| 要旨トップ | 目次 | 日本生態学会第61回全国大会 (2014年3月、広島) 講演要旨
ESJ61 Abstract


一般講演(ポスター発表) PB3-075 (Poster presentation)

四国における河川魚類の群集構造と種多様性:河川水辺の国勢調査から見た変遷と現状

*川西亮太(土木研), 梅本章弘(土木研, 復建調査設計), 傳田正利, 萱場祐一(土木研)

日本の河川は、高度経済成長期を経て河川改修や移入種の侵入など様々な人為的インパクトを受けてきた。そのため、生息する魚類群集は大きく様変わりしていると考えられている。しかし、その検証には継時的な群集データが必要なため、実態については不明な点が多い。1990年から全国109水系を対象に開始された河川水辺の国勢調査は数少ない長期大規模データであり、魚類については5年に1回の頻度で調査が行われている。本研究では、四国8水系の河川水辺の国勢調査の結果を基に、魚類群集および種多様性の変遷を明らかにすることを目的とした。総種数については、各水系の多くの調査地点で単調に増加する傾向が見られた。魚類群集の生物地理的構造を明らかにするため、各水系の最も古い群集データから移入種を除いてクラスター解析を行った結果、四国の魚類群集は「各水系の河口域」、「土器川と重信川」、「肱川」、「仁淀川と四万十川」、「吉野川と那賀川」、「物部川」に代表される6つのクラスターに大別された。一方、移入種を含めた解析では、吉野川下流域と肱川中流域が本来のクラスターとは異なるクラスターに分類され、これらの地点ではオオクチバスやゲンゴロウブナ、タイリクバラタナゴなどの移入により群集が類似化していることが明らかとなった。
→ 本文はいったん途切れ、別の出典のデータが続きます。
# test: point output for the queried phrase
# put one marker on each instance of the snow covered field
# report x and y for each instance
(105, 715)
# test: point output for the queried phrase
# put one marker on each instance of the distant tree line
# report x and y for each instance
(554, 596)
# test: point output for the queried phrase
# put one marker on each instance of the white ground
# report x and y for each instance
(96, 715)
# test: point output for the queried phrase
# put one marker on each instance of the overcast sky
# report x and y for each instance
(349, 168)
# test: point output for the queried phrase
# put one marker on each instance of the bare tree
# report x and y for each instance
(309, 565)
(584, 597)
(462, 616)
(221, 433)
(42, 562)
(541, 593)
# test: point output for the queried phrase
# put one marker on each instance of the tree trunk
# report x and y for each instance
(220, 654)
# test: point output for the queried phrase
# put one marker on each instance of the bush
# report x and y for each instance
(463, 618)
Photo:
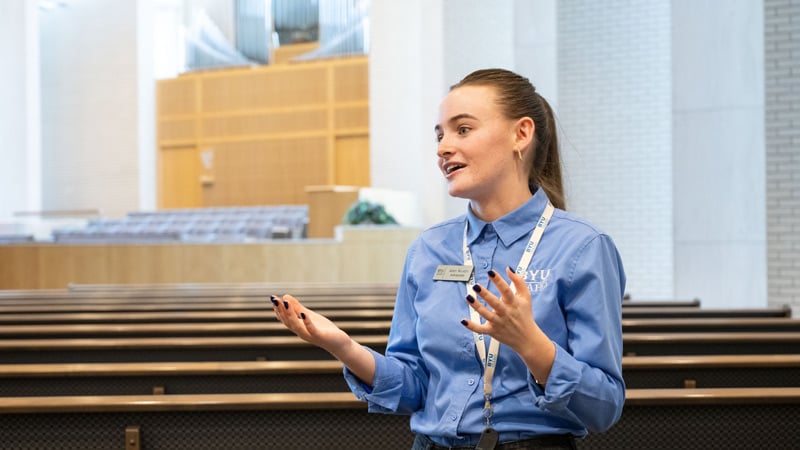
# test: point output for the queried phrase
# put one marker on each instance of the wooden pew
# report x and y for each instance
(209, 421)
(694, 303)
(207, 290)
(691, 312)
(709, 324)
(652, 418)
(276, 348)
(269, 326)
(143, 378)
(260, 316)
(711, 371)
(639, 372)
(742, 418)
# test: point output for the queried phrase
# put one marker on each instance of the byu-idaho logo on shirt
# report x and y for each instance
(537, 279)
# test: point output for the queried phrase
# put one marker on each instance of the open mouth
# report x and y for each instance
(450, 168)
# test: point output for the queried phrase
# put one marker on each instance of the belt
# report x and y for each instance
(550, 441)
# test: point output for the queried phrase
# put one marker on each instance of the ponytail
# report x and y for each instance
(517, 98)
(546, 168)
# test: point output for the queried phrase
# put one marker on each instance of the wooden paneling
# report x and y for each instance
(176, 96)
(266, 171)
(355, 117)
(264, 88)
(352, 160)
(266, 133)
(179, 178)
(44, 266)
(284, 53)
(351, 83)
(264, 124)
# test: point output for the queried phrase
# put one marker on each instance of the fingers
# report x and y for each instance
(288, 310)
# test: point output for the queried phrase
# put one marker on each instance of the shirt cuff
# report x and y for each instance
(381, 397)
(560, 384)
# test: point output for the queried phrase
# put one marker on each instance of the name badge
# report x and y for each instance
(452, 273)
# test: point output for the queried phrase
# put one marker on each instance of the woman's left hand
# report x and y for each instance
(509, 319)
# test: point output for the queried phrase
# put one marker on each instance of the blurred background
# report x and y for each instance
(679, 122)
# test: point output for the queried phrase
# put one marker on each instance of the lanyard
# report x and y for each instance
(489, 360)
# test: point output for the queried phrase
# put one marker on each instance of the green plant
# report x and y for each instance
(364, 212)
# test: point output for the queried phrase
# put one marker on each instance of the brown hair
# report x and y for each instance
(518, 98)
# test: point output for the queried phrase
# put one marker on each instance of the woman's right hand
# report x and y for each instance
(309, 326)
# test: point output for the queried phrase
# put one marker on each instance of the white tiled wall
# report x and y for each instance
(614, 94)
(89, 89)
(782, 74)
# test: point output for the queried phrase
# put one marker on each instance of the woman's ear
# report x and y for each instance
(523, 133)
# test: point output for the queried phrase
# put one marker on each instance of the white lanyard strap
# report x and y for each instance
(490, 360)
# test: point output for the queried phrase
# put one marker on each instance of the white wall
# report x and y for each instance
(418, 50)
(91, 87)
(614, 94)
(719, 152)
(19, 109)
(782, 86)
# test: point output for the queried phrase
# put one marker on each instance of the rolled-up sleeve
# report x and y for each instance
(400, 375)
(585, 383)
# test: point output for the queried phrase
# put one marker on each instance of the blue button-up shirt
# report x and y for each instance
(431, 369)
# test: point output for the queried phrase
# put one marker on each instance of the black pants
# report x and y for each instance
(550, 442)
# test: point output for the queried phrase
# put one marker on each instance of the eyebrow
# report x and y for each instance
(456, 118)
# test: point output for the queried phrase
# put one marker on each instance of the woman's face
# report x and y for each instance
(476, 144)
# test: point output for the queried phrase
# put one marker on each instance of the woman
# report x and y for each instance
(536, 358)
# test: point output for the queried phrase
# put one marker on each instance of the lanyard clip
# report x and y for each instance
(487, 409)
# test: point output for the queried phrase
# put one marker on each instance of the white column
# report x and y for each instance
(20, 174)
(417, 50)
(719, 152)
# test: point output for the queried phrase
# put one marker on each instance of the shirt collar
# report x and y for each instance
(512, 226)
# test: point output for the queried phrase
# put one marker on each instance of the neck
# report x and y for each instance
(493, 209)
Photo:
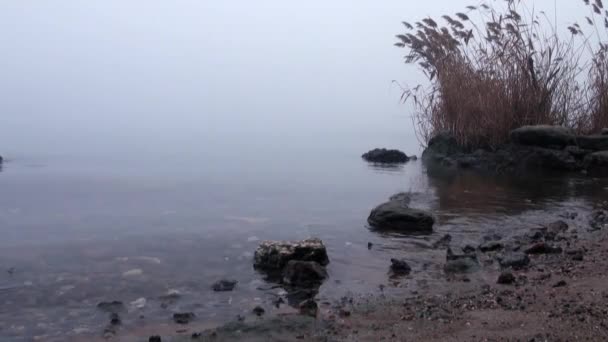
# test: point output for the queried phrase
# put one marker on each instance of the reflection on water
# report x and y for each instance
(72, 242)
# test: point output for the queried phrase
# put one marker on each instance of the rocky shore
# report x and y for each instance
(545, 148)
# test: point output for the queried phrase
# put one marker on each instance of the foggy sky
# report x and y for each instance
(166, 77)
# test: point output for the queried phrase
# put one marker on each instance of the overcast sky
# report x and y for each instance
(152, 76)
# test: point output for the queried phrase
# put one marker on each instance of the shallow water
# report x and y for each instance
(76, 236)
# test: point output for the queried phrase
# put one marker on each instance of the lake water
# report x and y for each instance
(150, 146)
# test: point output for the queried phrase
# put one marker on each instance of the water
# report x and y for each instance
(150, 147)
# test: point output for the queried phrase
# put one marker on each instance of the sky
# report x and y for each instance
(159, 78)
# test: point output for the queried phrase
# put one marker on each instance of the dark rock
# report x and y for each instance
(115, 319)
(443, 242)
(460, 263)
(468, 249)
(599, 220)
(441, 145)
(258, 311)
(576, 254)
(400, 267)
(396, 216)
(560, 283)
(506, 278)
(309, 308)
(543, 136)
(491, 246)
(305, 274)
(224, 285)
(183, 317)
(384, 156)
(111, 307)
(593, 142)
(597, 159)
(543, 248)
(274, 255)
(515, 260)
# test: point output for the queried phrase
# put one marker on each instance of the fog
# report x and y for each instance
(164, 78)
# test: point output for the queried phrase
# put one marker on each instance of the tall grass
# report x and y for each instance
(499, 66)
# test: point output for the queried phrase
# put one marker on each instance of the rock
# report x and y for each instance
(274, 255)
(384, 156)
(515, 260)
(115, 319)
(258, 311)
(443, 242)
(491, 246)
(400, 267)
(460, 263)
(306, 274)
(543, 136)
(224, 285)
(441, 145)
(560, 283)
(506, 278)
(111, 307)
(597, 159)
(543, 248)
(183, 317)
(593, 142)
(309, 308)
(599, 220)
(395, 215)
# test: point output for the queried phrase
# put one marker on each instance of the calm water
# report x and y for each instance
(151, 145)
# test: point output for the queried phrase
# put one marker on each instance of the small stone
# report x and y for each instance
(183, 317)
(224, 285)
(560, 283)
(259, 311)
(491, 246)
(115, 319)
(309, 308)
(506, 278)
(400, 267)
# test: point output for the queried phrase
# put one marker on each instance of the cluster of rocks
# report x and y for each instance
(397, 216)
(530, 147)
(299, 266)
(385, 156)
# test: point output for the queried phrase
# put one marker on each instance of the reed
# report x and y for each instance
(500, 66)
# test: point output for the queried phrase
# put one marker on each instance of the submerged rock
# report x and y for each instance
(183, 317)
(597, 159)
(400, 267)
(224, 285)
(307, 274)
(460, 263)
(384, 156)
(395, 215)
(543, 136)
(593, 142)
(275, 255)
(514, 260)
(506, 278)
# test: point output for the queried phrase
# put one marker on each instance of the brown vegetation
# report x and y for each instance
(498, 67)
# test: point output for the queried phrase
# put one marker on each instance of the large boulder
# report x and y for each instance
(384, 156)
(543, 136)
(593, 142)
(275, 255)
(597, 159)
(306, 274)
(395, 215)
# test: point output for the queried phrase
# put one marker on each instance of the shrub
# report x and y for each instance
(497, 67)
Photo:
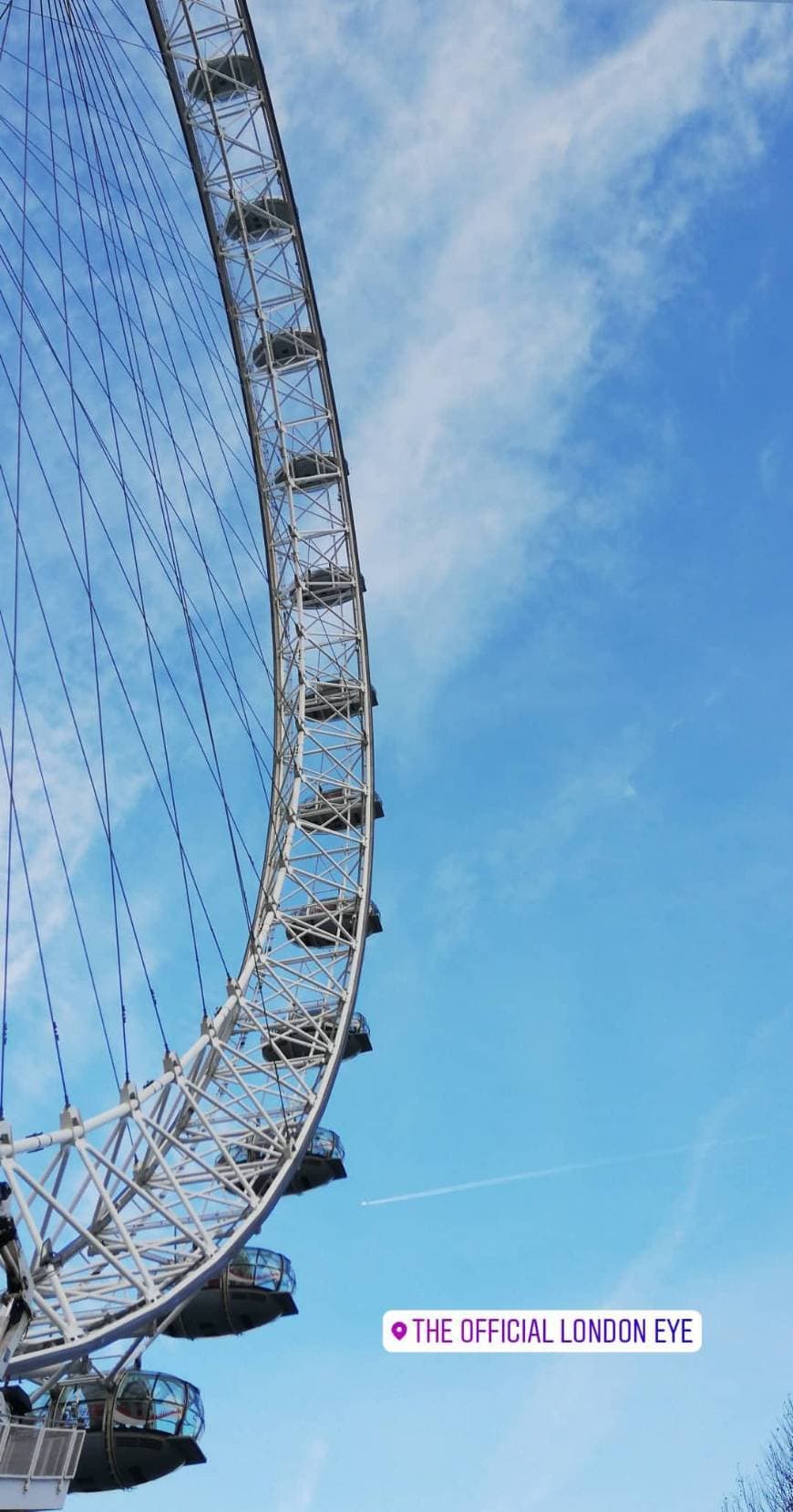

どのような生態的特性を持った種が減少傾向にあるかを明らかにするため、各魚種の過去から現在に至る分布地点の消失率を目的変数に、生態的特性を説明変数に回帰木分析を行った結果、寿命や産卵数が関与することが示唆された。以上より、四国の河川では移入種の侵入によって過去の魚類群集から構造が変化するとともに、特定の生態的特性を持った在来種が減少していると考えられる。